Emile Zola aimait dire que son œuvre n’aurait pas été possible avant 1889, car jamais l’argent ne fit autant régner sa loi qu’au XIXe siècle. Dans ce nouveau monde de banquiers, d’usuriers et de parvenus, il devient un objet littéraire capital : moteur des destinées et révélateur des âmes. Mais dans cette littérature de l’argent triomphant, celles dont le destin entier est suspendu à un héritage ou à un mariage restent dans l’ombre. La fortune circule toujours par elles et rarement pour elles. C’est ce paradoxe que Jane Austen (1775-1817), Edith Wharton (1862-1937), Virginia Woolf (1882-1941) et, plus près de nous, Taffy Brodesser-Akner (née en 1975) vont décrypter avec une acuité que les hommes, confortablement installés du bon côté du grand partage, n’ont aucune raison d’exercer.

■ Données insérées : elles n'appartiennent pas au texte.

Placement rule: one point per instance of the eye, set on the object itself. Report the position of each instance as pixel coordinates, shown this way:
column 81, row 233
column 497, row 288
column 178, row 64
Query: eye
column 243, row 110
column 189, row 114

A une époque où les lois de la gentry anglaise entravaient l’accès des femmes au pouvoir financier, l’argent ne pouvait que susciter des sentiments ambivalents, d’angoisse ou de fascination. Victime des déboires testamentaires de sa famille et de la faillite de son frère banquier, Jane Austen développe très tôt une obsession pour l’argent qui devient un thème central de ses romans. L’autrice a reçu une éducation conforme aux attentes sociales de cette petite bourgeoisie cultivée, mais sans titres qui gravite autour de la noblesse foncière sans en faire vraiment partie. Elle sait ce que signifie dépendre du bon vouloir d’un système successoral qui exclut les femmes.